ENGLAND didn’t win, but the country really felt it had achieved something these past weeks only to be forcibly reminded it hadn’t. These bastards have ruined it: 

The racists at Wembley

And/or hooligans, because some of those who forced their way in could be impeccable social justice warriors. Yeah. Booing and attacking black fans after the game, our home-Euros-by-stealth has proved that we can’t be allowed a proper one, so fulsome thanks from the nation.

The racists online

You were chanting their names and willing them on until the final kick of the f**king game, then you turn on them like a crimson-eyed pitbull. How marvellous that pieces of total shit can use social media to instantly and personally abuse their former heroes.

The anti-Italian racists

Almost seem wholesome compared to bigots who hate their own team, but still scum. Italy’s lovely and suave Italian men in Armani jackets or gorgeous Italian women riding Ducatis are so plainly better than you. Your Twitter handles have been passed to the Mafia.

The racist-for-gain

Got a popular right-wing Twitter account?

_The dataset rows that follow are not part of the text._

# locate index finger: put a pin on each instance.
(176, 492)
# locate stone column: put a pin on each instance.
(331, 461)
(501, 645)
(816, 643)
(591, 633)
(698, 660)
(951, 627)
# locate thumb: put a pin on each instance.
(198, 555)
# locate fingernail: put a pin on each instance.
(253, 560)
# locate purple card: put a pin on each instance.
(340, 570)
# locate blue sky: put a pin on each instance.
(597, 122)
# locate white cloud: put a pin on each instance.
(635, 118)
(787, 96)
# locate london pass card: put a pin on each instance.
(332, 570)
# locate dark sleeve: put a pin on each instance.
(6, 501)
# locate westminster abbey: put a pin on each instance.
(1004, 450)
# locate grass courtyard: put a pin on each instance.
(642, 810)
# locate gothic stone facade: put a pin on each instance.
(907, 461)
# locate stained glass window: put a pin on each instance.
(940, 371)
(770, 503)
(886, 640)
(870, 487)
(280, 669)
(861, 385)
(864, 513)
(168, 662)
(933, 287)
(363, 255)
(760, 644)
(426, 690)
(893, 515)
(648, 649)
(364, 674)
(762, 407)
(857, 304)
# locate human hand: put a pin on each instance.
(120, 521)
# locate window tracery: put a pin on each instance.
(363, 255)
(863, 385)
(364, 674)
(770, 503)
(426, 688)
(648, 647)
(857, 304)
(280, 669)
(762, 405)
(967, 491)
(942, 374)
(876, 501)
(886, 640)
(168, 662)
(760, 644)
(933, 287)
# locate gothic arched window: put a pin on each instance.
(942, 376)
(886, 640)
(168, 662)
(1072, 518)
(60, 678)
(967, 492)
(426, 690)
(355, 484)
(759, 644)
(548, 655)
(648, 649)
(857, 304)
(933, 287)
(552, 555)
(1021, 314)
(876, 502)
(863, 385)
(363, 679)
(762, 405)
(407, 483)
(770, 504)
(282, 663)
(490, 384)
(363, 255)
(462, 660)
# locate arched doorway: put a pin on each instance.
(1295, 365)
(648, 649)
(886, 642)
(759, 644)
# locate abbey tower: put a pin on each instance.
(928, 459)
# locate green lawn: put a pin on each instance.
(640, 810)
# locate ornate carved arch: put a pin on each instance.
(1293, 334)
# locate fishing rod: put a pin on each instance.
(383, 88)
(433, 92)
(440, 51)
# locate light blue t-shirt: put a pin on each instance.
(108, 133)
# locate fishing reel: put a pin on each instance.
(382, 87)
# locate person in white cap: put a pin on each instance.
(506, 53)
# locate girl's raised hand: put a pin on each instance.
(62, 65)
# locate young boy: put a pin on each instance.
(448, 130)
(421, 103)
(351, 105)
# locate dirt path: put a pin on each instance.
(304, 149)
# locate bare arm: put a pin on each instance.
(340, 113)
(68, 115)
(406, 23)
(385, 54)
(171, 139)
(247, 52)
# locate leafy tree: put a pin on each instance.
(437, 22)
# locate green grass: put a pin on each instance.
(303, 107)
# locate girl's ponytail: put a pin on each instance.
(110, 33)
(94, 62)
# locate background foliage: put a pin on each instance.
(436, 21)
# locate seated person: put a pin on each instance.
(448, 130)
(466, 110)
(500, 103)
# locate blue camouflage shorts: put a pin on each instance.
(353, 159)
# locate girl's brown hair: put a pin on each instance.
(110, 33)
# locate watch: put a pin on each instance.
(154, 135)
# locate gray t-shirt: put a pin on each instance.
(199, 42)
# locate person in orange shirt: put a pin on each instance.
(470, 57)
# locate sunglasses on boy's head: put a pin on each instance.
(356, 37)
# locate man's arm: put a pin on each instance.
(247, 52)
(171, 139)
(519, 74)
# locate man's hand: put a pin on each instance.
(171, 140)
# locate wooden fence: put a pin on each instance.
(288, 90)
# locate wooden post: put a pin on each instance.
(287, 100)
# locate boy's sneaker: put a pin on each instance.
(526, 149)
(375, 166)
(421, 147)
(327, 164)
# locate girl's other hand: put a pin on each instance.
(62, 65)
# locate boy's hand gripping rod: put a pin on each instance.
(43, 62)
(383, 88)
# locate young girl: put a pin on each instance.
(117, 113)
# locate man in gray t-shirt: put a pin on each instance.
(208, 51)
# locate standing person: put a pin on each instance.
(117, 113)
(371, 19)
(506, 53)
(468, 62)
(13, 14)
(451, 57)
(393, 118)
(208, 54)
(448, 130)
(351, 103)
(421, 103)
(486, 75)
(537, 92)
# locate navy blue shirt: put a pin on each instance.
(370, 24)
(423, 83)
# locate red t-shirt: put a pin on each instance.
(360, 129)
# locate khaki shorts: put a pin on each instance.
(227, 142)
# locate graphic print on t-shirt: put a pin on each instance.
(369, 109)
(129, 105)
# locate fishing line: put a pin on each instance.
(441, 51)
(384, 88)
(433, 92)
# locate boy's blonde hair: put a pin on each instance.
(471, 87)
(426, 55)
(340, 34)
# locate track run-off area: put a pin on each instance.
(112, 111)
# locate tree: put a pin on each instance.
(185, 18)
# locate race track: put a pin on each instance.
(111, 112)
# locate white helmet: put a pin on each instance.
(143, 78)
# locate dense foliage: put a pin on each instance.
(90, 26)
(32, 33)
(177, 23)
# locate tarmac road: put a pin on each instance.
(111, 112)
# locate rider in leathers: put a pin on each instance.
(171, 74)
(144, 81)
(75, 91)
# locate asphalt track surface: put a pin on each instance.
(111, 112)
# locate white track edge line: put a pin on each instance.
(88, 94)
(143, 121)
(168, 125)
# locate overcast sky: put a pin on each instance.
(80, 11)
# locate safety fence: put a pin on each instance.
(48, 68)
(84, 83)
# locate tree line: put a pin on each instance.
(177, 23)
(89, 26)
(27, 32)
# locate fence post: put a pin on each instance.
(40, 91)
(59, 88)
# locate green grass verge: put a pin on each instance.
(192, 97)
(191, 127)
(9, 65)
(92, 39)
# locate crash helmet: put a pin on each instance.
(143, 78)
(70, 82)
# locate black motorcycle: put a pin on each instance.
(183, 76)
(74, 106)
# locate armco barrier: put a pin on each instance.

Post a controversial dog-whistle linking taking the knee to missing penalties. Get 3,000 quote-tweets calling you vile names, act like the victim and get interviewed on GB News.

The racists in government 

Because Rashford campaigned for children last year, he hit the post last night. Really? Or perhaps you’re a home secretary or prime minister who condoned booing England players because you don’t like to upset your voters. Thanks. You made all of the above just a little bit more possible.